Banyak yang terpangkas dengan aplikasi 'e-Court' ini, diantaranya waktu, biaya dan tenaga sehingga sangat menguntungkan bagi para pencari keadilan dan aparatur pengadilan sendiri.”
Jakarta (ANTARA News) - Mahkamah Agung akan mengembangkan aplikasi "e-court" khusus untuk perkara pidana dalam rangka reformasi sistem peradilan secara menyeluruh, khususnya melakukan implementasi teknologi informasi dalam sistem peradilan.

Hal ini diungkapkan Sekretaris Mahkamah Agung RI Achmad Setyo Pudjoharsoyo saat acara lokakarya media yang dilaksanakan atas kerjasama Mahkamah Agung, EU-UNDP SUSTAIN dan dewan Pers di Balitbang Diklat Kumdil Mahkamah Agung RI, Mega Mendung, Kabupaten Bogor, Selasa.

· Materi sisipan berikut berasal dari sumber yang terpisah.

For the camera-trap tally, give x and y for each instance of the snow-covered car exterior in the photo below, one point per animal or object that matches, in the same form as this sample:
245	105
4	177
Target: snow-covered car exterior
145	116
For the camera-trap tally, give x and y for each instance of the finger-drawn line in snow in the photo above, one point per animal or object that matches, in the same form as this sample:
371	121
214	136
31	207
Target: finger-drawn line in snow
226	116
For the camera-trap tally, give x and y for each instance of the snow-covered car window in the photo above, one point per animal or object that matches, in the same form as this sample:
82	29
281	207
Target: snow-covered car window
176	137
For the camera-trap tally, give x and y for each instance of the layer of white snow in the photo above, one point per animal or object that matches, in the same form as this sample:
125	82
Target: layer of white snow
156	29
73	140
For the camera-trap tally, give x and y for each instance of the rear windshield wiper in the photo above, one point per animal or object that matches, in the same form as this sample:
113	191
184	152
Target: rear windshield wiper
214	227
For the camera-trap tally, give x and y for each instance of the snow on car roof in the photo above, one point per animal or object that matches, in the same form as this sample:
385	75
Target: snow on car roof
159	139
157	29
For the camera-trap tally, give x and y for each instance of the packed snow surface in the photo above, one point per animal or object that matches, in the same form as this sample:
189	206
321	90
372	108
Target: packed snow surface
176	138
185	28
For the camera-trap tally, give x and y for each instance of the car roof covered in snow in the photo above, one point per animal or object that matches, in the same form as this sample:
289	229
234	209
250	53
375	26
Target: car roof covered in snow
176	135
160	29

“Setelah terbitnya Perma Nomor 3 tahun 2018 tentang Administrasi perkara secara elektonik yang dikhususkan untuk perkara perdata di Peradilan Umum, Peradilan Agama, Peradilan Tata Usaha Negara dan tata usaha Militer, Kedepan perkara pidana pun akan kita buat aplikasi serupa, Permanya sedang dalam kajian tim biro hukum dan Humas MA” kata Achmad seperti dilansir dari website MA.

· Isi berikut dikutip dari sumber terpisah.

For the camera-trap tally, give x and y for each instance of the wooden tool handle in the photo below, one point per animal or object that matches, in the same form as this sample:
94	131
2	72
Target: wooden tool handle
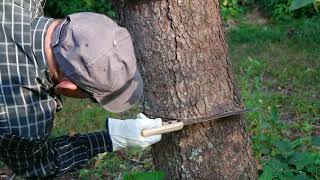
166	127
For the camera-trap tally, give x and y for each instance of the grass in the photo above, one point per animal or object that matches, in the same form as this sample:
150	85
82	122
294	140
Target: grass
278	71
277	68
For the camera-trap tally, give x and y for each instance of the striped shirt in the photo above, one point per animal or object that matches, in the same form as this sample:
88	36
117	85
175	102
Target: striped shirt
28	102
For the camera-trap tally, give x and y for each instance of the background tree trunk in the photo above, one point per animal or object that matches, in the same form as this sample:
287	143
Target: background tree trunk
182	53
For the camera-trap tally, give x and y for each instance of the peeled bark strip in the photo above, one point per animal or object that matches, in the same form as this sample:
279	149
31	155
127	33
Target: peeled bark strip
181	50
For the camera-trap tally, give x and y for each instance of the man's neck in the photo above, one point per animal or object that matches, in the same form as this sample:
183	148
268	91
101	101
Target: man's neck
55	73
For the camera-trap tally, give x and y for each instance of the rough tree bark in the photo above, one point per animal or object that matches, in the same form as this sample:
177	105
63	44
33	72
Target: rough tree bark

Secara substansi aplikasi "e-Court", lanjut Achmad, dibuat oleh Mahkamah Agung agar masyarakat pencari keadilan dapat mendapatkan layanan pengadilan yang mudah.
Dengan layanan "e-court" masyarakat mendapatkan efesiensi dalam proses administrasi berperkara di Pengadilan.

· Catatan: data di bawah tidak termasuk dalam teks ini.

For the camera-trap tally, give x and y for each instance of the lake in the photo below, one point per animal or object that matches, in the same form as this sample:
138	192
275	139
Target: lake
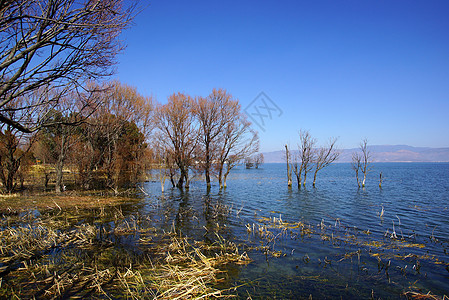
335	240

“Banyak yang terpangkas dengan aplikasi 'e-Court' ini, diantaranya waktu, biaya dan tenaga sehingga sangat menguntungkan bagi para pencari keadilan dan aparatur pengadilan sendiri,” katanya.


E-Court Untuk Perorangan

Sebagai langkah awal, saat ini layanan "e-Court" Mahkamah Agung baru bisa diimplementasikan pada pengguna pengacara atau advokat terdaftar.

Namun kedepan ruang lingkup penggunanya akan diperluas untuk perorangan terdaftar, sehingga layanan kemudahan ini dapat dinikmati oleh semua kalangan.

“Sementara ini ruang lingkup pengguna aplikasi 'e-Court' hanya terbatas Advokat terdaftar saja, tetapi kedepan ruang lingkupnya akan diperluas kepada perorangan terdaftar sebagaimana yang diatur dalam pasal 4 ayat (1) Perma Nomor  3 Tahun 2018, yang penting mampu mengoperasikan internet” ungkap Achmad.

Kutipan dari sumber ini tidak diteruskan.